Soon, Soul! emerged as the country’s most prominent platform for the Black Arts Movement—over the years, it attracted such literary luminaries as Amiri Baraka, James Baldwin, Toni Morrison, Maya Angelou, and Nikki Giovanni. The most arresting sequences in Mr. Soul!, though, may be the archival clips of performances by the likes of The Last Poets (chanting the provocative “Die, Nigga”), Wilson Pickett and Marion Williams (singing the life-affirming “Oh Happy Day” with Odetta in the audience), and Sister Common (dancing, mesmerizingly, to the traditional spirituals “Lay My Burden Down” and “Battle of Jericho”). The result, as Melissa points out, was a TV series specifically about the black experience that nonetheless viewed the black experience as inextricable from the American one.

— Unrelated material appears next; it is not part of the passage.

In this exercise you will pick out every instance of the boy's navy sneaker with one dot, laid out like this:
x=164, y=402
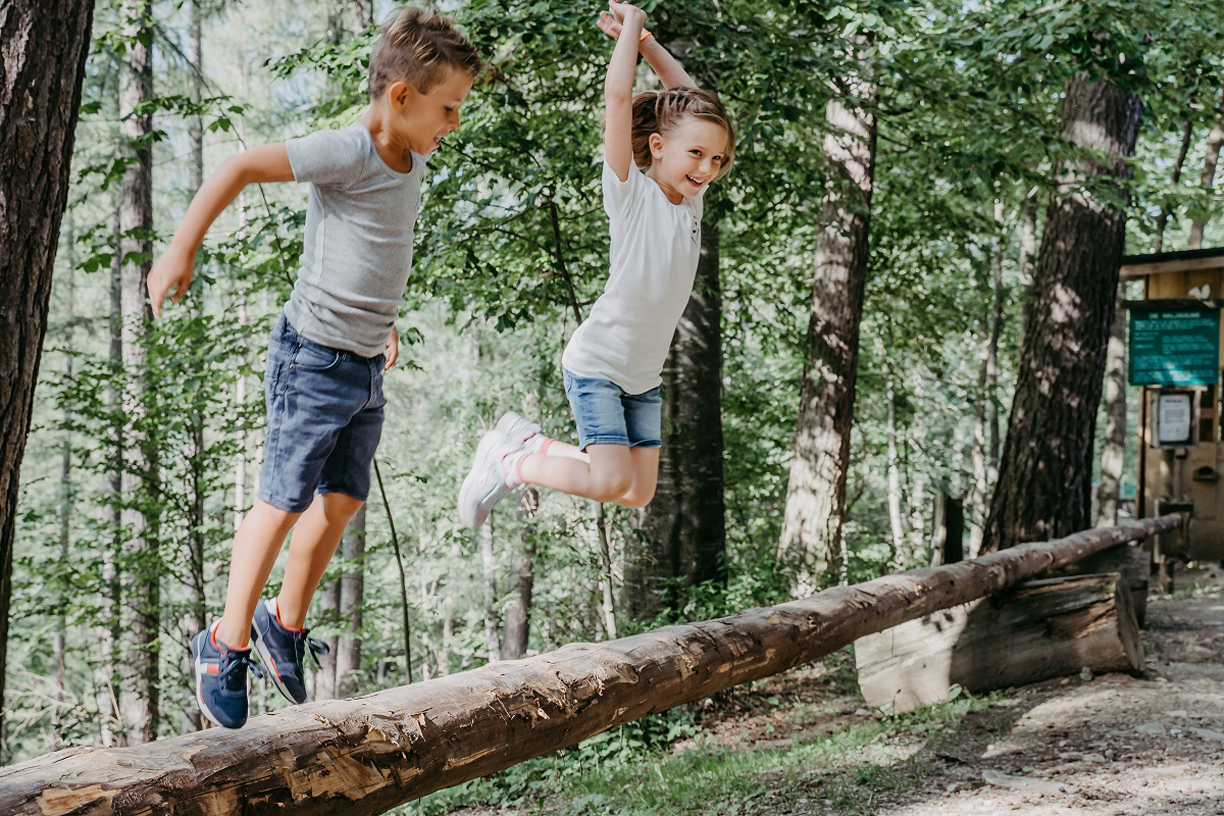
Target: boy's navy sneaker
x=283, y=650
x=220, y=679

“All of these voices combine to make this pastiche or quilt of African American culture, within the zeitgeist of American culture,” she says when I bring up the arduous work of gathering the footage—which, she adds, may be donated to the Smithsonian Institution, along with the extensive interviews conducted in the course of making the film. “Because it really is—it’s not separate. When I tell people about the film, I say, ‘It’s not just about black culture. It’s about American culture. It’s about American life. It’s about American history, television history, broadcast history.’”
That multipronged history—and its potent correspondences with the present— come together over the course of Mr. Soul!, which weaves a biographical portrait of Ellis into its account of Soul!’s evolution. Though our own moment is never mentioned explicitly, connections emerge: A climate of political unrest; a corrupt and paranoiac president; a flowering of work from black artists and activists alike, and a belief that the identities of those writing, producing, directing and appearing on television are instrumental in determining its content. As an openly gay man with a mostly female staff producing a TV show for a predominantly black audience in an industry landscape that was—is—dominated by straight white men, Ellis presaged current conversations about on-screen and behind-the-camera representation by decades. It was this, in part, that spurred his niece (and former producing partner) to begin the project.
“The moment was 10 years ago, believe or not, when I realized that nobody was telling this story,” she says of Mr. Soul!’s genesis. “We were on the verge of really opening up about inclusion, diversity—it was the hot topic about a decade ago, even though it was long overdue. And I realized, this is a story that has somehow managed to fall through the cracks.”